E che bisogna continuare nel processo di autonomia senza ottenere e perseguire quella perequazione infrastrutturale che sembrerebbe un elemento di giustizia quasi banale, per un Paese, nel quale tutti cittadini hanno gli stessi diritti.

LA REAZIONE DEL SUD

La raccolta, complicata, di 50.000 firme per la proposta di legge presentata da Massimo Villone e dai sindacati confederali della scuola, più Confasal e Gilda, mira a mettere degli opportuni paletti. È certamente un buon inizio della lotta senza quartiere che bisogna fare alla statuizione di un’ingiustizia che viene a essere legittimata come possibile e legale dalla volontà di una forza che aveva come obiettivo quello di secedere dal resto del Paese per correre da sola secondo le proprie affermazioni e che, vista l’impossibilità di raggiungere quell’obiettivo, sta cercando di ottenerne i contenuti, mantenendo il vantaggio di potersi giocare sui tavoli internazionali il grande atout di essere un Paese di 60 milioni di abitanti, anche se in realtà tali vantaggi vengono indirizzati spesso solamente a una parte.

Come si muoveranno i nostri rappresentanti politici territoriali rispetto a una precisa volontà della maggioranza di procedere calpestando qualunque tipo di logica perequativa? Continueranno ad aggregarsi rispetto alle posizioni dei partiti nazionali e quindi a dividersi sulle appartenenze al di là dei contenuti e delle convenienze dai territori o finalmente faranno gruppo impedendo con qualunque mezzo che si attui un primo passo verso una spaccatura del Paese, che prima o poi inevitabilmente porterà a rompere quell’unità formale per la quale i nostri avi hanno combattuto e in molti sono morti? Riusciranno i presidenti delle Regioni meridionali a fare fronte comune, da Mario Occhiuto a Renato Schifani, da Vincenzo De Luca a Michele Emiliano, insieme ai tanti sindaci con a capo Gaetano Manfredi e Antonio De Caro?

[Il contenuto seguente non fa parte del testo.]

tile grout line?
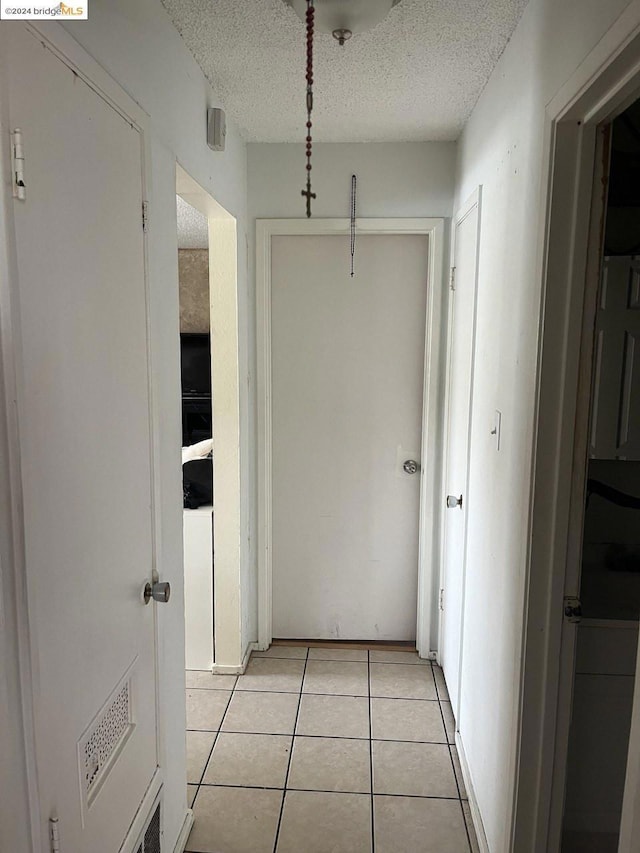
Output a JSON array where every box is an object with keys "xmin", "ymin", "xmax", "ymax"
[
  {"xmin": 189, "ymin": 688, "xmax": 443, "ymax": 701},
  {"xmin": 271, "ymin": 646, "xmax": 309, "ymax": 853},
  {"xmin": 186, "ymin": 728, "xmax": 449, "ymax": 745},
  {"xmin": 433, "ymin": 668, "xmax": 473, "ymax": 853},
  {"xmin": 368, "ymin": 649, "xmax": 375, "ymax": 853},
  {"xmin": 189, "ymin": 685, "xmax": 236, "ymax": 811},
  {"xmin": 194, "ymin": 781, "xmax": 464, "ymax": 801}
]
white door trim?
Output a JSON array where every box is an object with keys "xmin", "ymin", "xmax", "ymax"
[
  {"xmin": 0, "ymin": 22, "xmax": 164, "ymax": 853},
  {"xmin": 256, "ymin": 217, "xmax": 446, "ymax": 652},
  {"xmin": 437, "ymin": 186, "xmax": 482, "ymax": 711},
  {"xmin": 514, "ymin": 6, "xmax": 640, "ymax": 850}
]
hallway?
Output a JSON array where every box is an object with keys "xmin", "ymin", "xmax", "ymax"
[{"xmin": 185, "ymin": 645, "xmax": 479, "ymax": 852}]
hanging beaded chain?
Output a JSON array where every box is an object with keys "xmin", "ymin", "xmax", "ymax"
[
  {"xmin": 302, "ymin": 0, "xmax": 316, "ymax": 217},
  {"xmin": 350, "ymin": 174, "xmax": 357, "ymax": 277}
]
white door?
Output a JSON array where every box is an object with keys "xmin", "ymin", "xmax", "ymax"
[
  {"xmin": 440, "ymin": 192, "xmax": 481, "ymax": 718},
  {"xmin": 9, "ymin": 27, "xmax": 159, "ymax": 851},
  {"xmin": 271, "ymin": 234, "xmax": 428, "ymax": 640}
]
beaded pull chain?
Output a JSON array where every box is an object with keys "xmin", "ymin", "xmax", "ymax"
[{"xmin": 301, "ymin": 0, "xmax": 316, "ymax": 217}]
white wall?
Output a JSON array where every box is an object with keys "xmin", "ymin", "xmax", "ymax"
[
  {"xmin": 452, "ymin": 1, "xmax": 637, "ymax": 850},
  {"xmin": 248, "ymin": 142, "xmax": 456, "ymax": 220},
  {"xmin": 0, "ymin": 2, "xmax": 250, "ymax": 850}
]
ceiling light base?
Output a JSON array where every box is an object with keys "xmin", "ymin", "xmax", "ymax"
[
  {"xmin": 332, "ymin": 28, "xmax": 352, "ymax": 45},
  {"xmin": 285, "ymin": 0, "xmax": 400, "ymax": 37}
]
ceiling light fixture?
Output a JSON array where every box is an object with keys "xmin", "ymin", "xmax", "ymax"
[
  {"xmin": 286, "ymin": 0, "xmax": 401, "ymax": 216},
  {"xmin": 286, "ymin": 0, "xmax": 400, "ymax": 40}
]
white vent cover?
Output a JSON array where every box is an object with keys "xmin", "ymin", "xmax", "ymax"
[{"xmin": 78, "ymin": 666, "xmax": 135, "ymax": 814}]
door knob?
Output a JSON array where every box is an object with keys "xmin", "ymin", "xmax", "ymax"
[
  {"xmin": 143, "ymin": 580, "xmax": 171, "ymax": 604},
  {"xmin": 446, "ymin": 494, "xmax": 463, "ymax": 509},
  {"xmin": 403, "ymin": 459, "xmax": 420, "ymax": 475}
]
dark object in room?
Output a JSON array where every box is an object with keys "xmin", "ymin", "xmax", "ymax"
[
  {"xmin": 180, "ymin": 333, "xmax": 211, "ymax": 396},
  {"xmin": 180, "ymin": 333, "xmax": 212, "ymax": 444},
  {"xmin": 587, "ymin": 478, "xmax": 640, "ymax": 509},
  {"xmin": 183, "ymin": 458, "xmax": 213, "ymax": 509}
]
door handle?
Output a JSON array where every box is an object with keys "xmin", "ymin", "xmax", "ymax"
[
  {"xmin": 143, "ymin": 580, "xmax": 171, "ymax": 604},
  {"xmin": 446, "ymin": 494, "xmax": 463, "ymax": 509},
  {"xmin": 403, "ymin": 459, "xmax": 420, "ymax": 475}
]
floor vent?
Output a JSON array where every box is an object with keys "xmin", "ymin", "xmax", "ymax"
[{"xmin": 134, "ymin": 799, "xmax": 162, "ymax": 853}]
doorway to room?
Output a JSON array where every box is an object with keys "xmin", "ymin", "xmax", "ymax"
[
  {"xmin": 257, "ymin": 218, "xmax": 445, "ymax": 652},
  {"xmin": 177, "ymin": 193, "xmax": 215, "ymax": 672},
  {"xmin": 176, "ymin": 165, "xmax": 243, "ymax": 672},
  {"xmin": 559, "ymin": 96, "xmax": 640, "ymax": 853}
]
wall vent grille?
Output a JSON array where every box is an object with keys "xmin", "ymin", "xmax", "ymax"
[
  {"xmin": 78, "ymin": 668, "xmax": 135, "ymax": 813},
  {"xmin": 132, "ymin": 798, "xmax": 162, "ymax": 853},
  {"xmin": 143, "ymin": 802, "xmax": 161, "ymax": 853}
]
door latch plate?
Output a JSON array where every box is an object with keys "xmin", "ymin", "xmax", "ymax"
[{"xmin": 564, "ymin": 596, "xmax": 582, "ymax": 623}]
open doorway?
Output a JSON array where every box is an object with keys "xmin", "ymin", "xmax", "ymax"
[
  {"xmin": 175, "ymin": 165, "xmax": 243, "ymax": 673},
  {"xmin": 177, "ymin": 194, "xmax": 215, "ymax": 671},
  {"xmin": 560, "ymin": 98, "xmax": 640, "ymax": 853}
]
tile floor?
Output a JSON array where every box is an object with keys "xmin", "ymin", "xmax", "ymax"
[{"xmin": 185, "ymin": 645, "xmax": 479, "ymax": 853}]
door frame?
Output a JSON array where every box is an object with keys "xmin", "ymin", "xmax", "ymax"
[
  {"xmin": 437, "ymin": 187, "xmax": 482, "ymax": 712},
  {"xmin": 256, "ymin": 217, "xmax": 446, "ymax": 652},
  {"xmin": 513, "ymin": 7, "xmax": 640, "ymax": 850},
  {"xmin": 0, "ymin": 22, "xmax": 169, "ymax": 853}
]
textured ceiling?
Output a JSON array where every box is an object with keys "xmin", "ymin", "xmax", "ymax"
[
  {"xmin": 176, "ymin": 195, "xmax": 208, "ymax": 248},
  {"xmin": 162, "ymin": 0, "xmax": 529, "ymax": 143}
]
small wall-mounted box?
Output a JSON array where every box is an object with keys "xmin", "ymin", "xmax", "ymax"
[{"xmin": 207, "ymin": 107, "xmax": 226, "ymax": 151}]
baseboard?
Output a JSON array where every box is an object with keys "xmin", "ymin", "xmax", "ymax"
[
  {"xmin": 210, "ymin": 642, "xmax": 257, "ymax": 675},
  {"xmin": 456, "ymin": 733, "xmax": 490, "ymax": 853},
  {"xmin": 173, "ymin": 808, "xmax": 194, "ymax": 853},
  {"xmin": 270, "ymin": 638, "xmax": 418, "ymax": 651}
]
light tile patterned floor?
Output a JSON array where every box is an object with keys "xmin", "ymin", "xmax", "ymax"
[{"xmin": 184, "ymin": 646, "xmax": 479, "ymax": 853}]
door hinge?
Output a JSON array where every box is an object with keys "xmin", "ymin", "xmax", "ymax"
[
  {"xmin": 142, "ymin": 201, "xmax": 149, "ymax": 233},
  {"xmin": 11, "ymin": 128, "xmax": 26, "ymax": 200},
  {"xmin": 49, "ymin": 817, "xmax": 60, "ymax": 853},
  {"xmin": 439, "ymin": 588, "xmax": 444, "ymax": 611},
  {"xmin": 450, "ymin": 266, "xmax": 456, "ymax": 291},
  {"xmin": 564, "ymin": 596, "xmax": 582, "ymax": 623}
]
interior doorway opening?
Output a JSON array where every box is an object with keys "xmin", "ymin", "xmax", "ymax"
[
  {"xmin": 560, "ymin": 96, "xmax": 640, "ymax": 853},
  {"xmin": 176, "ymin": 165, "xmax": 243, "ymax": 672},
  {"xmin": 521, "ymin": 30, "xmax": 640, "ymax": 852}
]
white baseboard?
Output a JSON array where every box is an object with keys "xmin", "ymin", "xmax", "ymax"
[
  {"xmin": 173, "ymin": 808, "xmax": 194, "ymax": 853},
  {"xmin": 456, "ymin": 733, "xmax": 490, "ymax": 852},
  {"xmin": 210, "ymin": 642, "xmax": 258, "ymax": 675}
]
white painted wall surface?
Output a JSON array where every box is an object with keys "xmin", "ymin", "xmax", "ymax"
[
  {"xmin": 248, "ymin": 142, "xmax": 456, "ymax": 220},
  {"xmin": 452, "ymin": 1, "xmax": 638, "ymax": 850},
  {"xmin": 0, "ymin": 3, "xmax": 250, "ymax": 850}
]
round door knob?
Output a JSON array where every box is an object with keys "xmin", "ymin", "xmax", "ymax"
[
  {"xmin": 143, "ymin": 581, "xmax": 171, "ymax": 604},
  {"xmin": 446, "ymin": 494, "xmax": 463, "ymax": 509},
  {"xmin": 403, "ymin": 460, "xmax": 420, "ymax": 475}
]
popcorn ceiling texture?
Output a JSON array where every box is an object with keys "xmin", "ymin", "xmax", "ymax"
[
  {"xmin": 176, "ymin": 195, "xmax": 208, "ymax": 248},
  {"xmin": 161, "ymin": 0, "xmax": 529, "ymax": 142}
]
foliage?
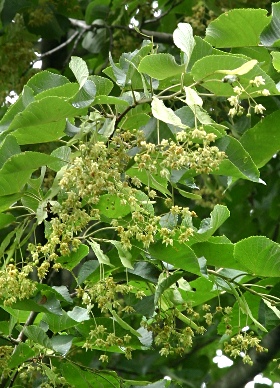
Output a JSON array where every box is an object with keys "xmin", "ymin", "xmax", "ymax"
[{"xmin": 0, "ymin": 1, "xmax": 280, "ymax": 387}]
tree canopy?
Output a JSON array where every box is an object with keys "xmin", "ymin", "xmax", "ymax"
[{"xmin": 0, "ymin": 1, "xmax": 280, "ymax": 387}]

E il Pd prenderà finalmente una chiara posizione, anche contro gli interessi che, subdolamente con dichiarazioni equivoche, molti settentrionali a cominciare da Stefano Bonaccini a Piero Fassino a Giuseppe Sala perseguono? E i Cinque Stelle, al di là di una posizione espressa contro, proporranno forme di lotta che facciano capire che si è superato ogni limite tollerabile?

SERVE URGENTEMENTE LA MORAL SUASION DEL QUIRINALE

Mentre sarebbe opportuno che la Presidenza della Repubblica, come è accaduto in tanti casi delicati, utilizzasse la propria moral suasion per impedire che un progetto di secessione, camuffata da efficientismo istituzionale, possa essere completato.

Il passaggio è tra i più complicati che il Paese abbia attraversato negli ultimi anni. La presenza di un presidente del Consiglio, capo di un Partito che crede nella unità nazionale, dovrebbe essere una garanzia di freno all’esaltazione incontrollata di una forza senza alcuna visione e alcun senso dell’interesse nazionale, che pensa di potersi salvare tagliando lo stivale e facendolo affondare in solitudine.

Tranne, poi, recuperarlo quando, con le dichiarazioni del presidente Bonomi, si ritiene che questa parte debba essere la batteria del Paese, oltre che fornire materiale umano, pronto all’emigrazione, per il sistema industriale del Nord. Riusciremo a fermarci o invece metteremo in moto una slavina che potrà trasformarsi in una valanga che potrà travolgere l’unità del Paese?